Bak ne diyor doğa şiiri.
Bir yandan dökülüyor sanki ağıtları.
Bir yandan yanmanın destânı.
Bir yandan senli olmanın yeşilli dalı...
Uzun seyretmenin verdiği şiirdi bu.
Önceden bakmazdım, hissetmezdim,
Gerçi hissetsem ve baksam anlamazdım,
Ama sorgulardım seni.
Seni artık anlıyorum sevgili.
Neye benziyorsun meselâ?
Neyi hayâl ediyorsun?
Neyi düşünüyorsun?
Bir gün seni bulamayınca boşvermenin hikâyesini yazdım.
Şimdi anladım.
Bakmanın öyküsüne başlamışım...
Uzaktan seyrettim seni.
En güzeli sen varmışsın gibi süslemekti.
Sen olmadan bir öykü çizmekti.
En güzeli kendi yaşantını sergilemekti.
Uzaktan seyrettim.
Sen bir olayın içinde kendini göremezsin ya,
Seni göremem diye çok korkuyorum sengili.
Bu yüzden seni uzaktan seyrediyorum.
Belki gün olur fark etmem ve geçerim yanından.
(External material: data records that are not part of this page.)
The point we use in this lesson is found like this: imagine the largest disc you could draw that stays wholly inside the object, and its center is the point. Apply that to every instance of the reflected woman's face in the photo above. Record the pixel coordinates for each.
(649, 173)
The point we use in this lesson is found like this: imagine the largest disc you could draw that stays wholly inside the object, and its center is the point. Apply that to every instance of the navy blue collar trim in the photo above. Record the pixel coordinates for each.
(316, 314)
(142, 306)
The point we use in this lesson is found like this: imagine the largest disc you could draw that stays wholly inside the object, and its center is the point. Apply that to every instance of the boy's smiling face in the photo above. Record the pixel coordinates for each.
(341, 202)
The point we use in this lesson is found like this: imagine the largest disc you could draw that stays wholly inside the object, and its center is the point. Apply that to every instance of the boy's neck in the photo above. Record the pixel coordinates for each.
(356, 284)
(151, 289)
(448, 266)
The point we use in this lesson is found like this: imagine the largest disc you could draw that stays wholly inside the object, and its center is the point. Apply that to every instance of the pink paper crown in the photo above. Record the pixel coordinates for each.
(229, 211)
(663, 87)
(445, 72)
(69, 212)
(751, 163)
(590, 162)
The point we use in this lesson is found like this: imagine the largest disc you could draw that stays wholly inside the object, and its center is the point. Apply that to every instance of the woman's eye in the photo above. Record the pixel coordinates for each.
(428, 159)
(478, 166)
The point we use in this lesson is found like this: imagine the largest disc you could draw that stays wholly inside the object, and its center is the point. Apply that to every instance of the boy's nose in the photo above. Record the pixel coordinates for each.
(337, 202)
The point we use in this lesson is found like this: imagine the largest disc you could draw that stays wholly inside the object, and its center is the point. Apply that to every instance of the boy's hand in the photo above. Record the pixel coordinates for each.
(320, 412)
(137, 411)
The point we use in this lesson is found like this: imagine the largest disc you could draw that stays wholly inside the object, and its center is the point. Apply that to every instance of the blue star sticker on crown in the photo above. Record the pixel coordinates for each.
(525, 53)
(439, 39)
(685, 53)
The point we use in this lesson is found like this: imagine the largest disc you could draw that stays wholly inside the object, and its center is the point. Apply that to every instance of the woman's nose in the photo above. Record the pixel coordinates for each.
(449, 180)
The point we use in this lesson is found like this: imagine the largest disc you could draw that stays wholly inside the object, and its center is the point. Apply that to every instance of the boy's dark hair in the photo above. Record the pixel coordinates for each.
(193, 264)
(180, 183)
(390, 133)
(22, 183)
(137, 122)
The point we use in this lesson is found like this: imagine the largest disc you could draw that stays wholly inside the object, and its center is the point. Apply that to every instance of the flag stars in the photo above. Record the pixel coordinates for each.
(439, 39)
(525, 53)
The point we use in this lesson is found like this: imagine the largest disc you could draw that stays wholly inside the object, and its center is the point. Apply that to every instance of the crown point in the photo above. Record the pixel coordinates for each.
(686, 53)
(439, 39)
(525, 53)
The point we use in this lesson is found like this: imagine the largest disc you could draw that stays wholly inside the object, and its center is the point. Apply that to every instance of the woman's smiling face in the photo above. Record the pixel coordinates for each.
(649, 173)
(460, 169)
Ne kadar yazsam da anlatılmıyor içtenliğim.
İşte o denli bu yaralar kapanmıyor.
Ne yapayım Azîz'im!
Gördüğümü gönlüme işlerken,
Göremediğimi nasıl işleyeyim?
Uzaktan seyrediyorum ve aralıyorum kapıları.
Göremediğim bu son durakları...
Kapılarımın ardındaki çınlamalar.
Düğüm düğüm olmuş heceler.
Ben gözlerimden sıyrılıp kavuşayım,
Bırakın beni bu geceler...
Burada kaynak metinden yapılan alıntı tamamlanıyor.